Flat Bush and Ormiston locals have their own town centre but they don’t yet have the library and community centre they’ve long been promised. File photo supplied

Flat Bush deserves the library and community centre it’s been promised for almost two decades.

That’s the view of Damian Light, who’s standing as an Independent candidate for a seat on Auckland Council in the Howick ward as well as on the Howick Local Board at this year’s local elections.

As the Times reported in June last year, the council and board have talked for years about eventually delivering a library and community centre in Flat Bush with the intention they’d serve that suburb and nearby Ormiston.

The board voted in September 2019 to approve a particular block of land at Ormiston Town Centre as the location for the library and “community hub”.

Those facilities, as well as an aquatic and leisure centre, were described as being “priorities for the Howick Local Board and the Flat Bush community”.

The council previously said the library and community hub project was put on hold as part of its response to the Covid-19 pandemic and the financial restraints in its emergency budget 2020-2021.

“The library and community hub remains a priority project and will be delivered as a single integrated building offering multiple services and activities, on the northern side of the Ormiston Town Centre.

“Timing of progress is dependent on when budget is available through the [council’s] 2021-2031 long-term plan, which will be adopted in June 2021.

“The initial budget estimates for the development are $35 million.”

Board chairperson Adele White said last year that the board “had certainly expected” to see a community centre and library in Flat Bush by that time.

Light says Flat Bush and Ormiston have numerous schools and are anticipated to have a population of 40,000 people by 2025 but do not yet have their own library or community facilities.
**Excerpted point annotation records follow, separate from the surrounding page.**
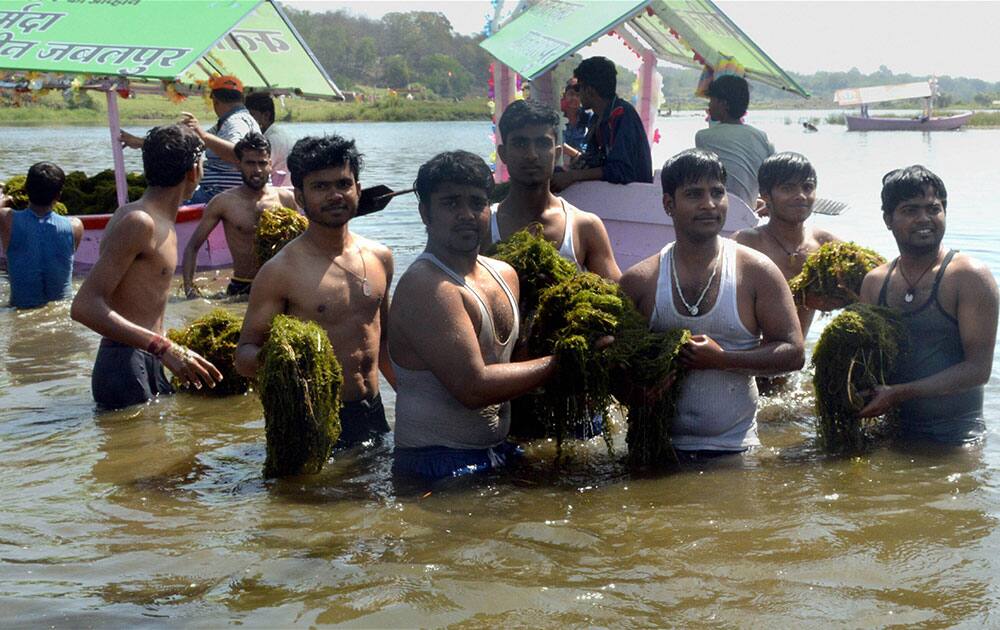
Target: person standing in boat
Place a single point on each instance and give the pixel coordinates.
(528, 139)
(949, 305)
(124, 297)
(788, 187)
(617, 147)
(39, 243)
(734, 300)
(741, 147)
(333, 277)
(239, 211)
“Just last week I was at a community event in Flat Bush where locals were asking when the facility was going to be delivered,” he says.
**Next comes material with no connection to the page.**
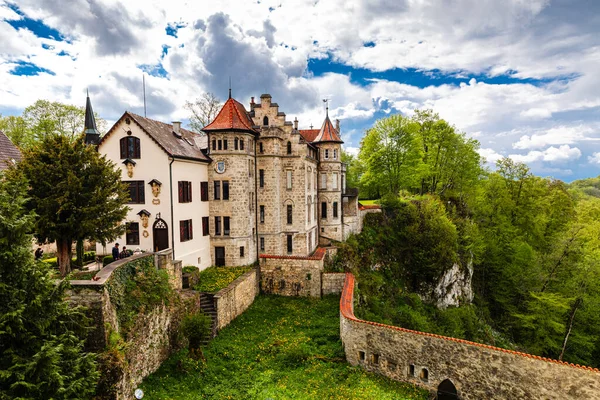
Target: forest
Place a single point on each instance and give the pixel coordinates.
(528, 247)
“Residents are understandably upset at waiting so long for a facility that still has no firm timeline.

“They want to know when they will get the facility their growing community so desperately needs.”

Light says the library and community centre were promised by the former Manukau City Council in 2005 and then by the current super-city council.
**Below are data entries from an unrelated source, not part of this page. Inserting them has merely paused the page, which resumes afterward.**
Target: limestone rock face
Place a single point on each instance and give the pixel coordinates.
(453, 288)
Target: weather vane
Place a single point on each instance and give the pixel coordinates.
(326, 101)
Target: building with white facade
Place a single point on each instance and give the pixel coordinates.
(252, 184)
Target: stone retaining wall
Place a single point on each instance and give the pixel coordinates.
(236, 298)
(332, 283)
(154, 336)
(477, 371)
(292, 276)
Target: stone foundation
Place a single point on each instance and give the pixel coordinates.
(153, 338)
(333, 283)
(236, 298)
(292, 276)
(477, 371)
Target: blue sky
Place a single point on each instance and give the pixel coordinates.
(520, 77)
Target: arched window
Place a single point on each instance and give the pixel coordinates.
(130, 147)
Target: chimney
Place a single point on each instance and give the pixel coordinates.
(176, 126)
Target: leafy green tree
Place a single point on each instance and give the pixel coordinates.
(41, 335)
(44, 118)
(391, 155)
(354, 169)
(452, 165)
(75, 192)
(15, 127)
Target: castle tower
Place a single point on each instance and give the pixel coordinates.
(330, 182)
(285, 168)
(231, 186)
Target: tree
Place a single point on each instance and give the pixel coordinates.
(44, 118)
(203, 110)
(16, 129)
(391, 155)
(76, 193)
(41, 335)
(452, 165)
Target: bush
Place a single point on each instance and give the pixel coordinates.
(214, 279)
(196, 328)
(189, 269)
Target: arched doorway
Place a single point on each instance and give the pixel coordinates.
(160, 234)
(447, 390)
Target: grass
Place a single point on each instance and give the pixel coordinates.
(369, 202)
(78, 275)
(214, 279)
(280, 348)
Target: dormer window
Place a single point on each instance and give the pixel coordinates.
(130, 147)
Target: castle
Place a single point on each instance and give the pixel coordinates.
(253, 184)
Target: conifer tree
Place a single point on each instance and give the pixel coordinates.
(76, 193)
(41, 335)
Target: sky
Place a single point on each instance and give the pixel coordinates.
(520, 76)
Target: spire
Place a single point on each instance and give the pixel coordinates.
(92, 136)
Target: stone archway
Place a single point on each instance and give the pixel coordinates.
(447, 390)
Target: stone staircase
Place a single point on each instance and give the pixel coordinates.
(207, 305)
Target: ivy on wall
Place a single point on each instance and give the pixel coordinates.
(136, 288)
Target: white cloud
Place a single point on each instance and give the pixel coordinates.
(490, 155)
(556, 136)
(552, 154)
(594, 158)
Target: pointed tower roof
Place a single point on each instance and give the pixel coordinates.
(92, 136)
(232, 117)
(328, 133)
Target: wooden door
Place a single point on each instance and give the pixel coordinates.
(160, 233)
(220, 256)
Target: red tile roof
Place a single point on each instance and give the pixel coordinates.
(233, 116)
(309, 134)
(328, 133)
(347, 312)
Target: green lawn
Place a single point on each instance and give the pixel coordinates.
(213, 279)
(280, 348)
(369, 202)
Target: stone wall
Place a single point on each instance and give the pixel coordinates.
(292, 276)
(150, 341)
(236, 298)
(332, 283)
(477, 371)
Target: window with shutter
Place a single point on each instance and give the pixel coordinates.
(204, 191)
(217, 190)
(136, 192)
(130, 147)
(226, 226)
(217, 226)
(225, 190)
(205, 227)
“Over nearly two decades, hundreds of locals have provided their feedback that they need this facility.

“What they want now is action, not more talk or empty promises.

“Facilities like this are more than just buildings with books.

“They’re the heart of communities, providing meeting spaces and support for community services and organisations.”

The board has been a strong advocate for the project but the council has failed to provide the necessary funding and support to address the community’s needs, he says.

“Auckland Council has said work is due to recommence in 2024 but given the financial situation it’s likely it will need to be delayed again unless we get representatives who will fight for east Auckland.”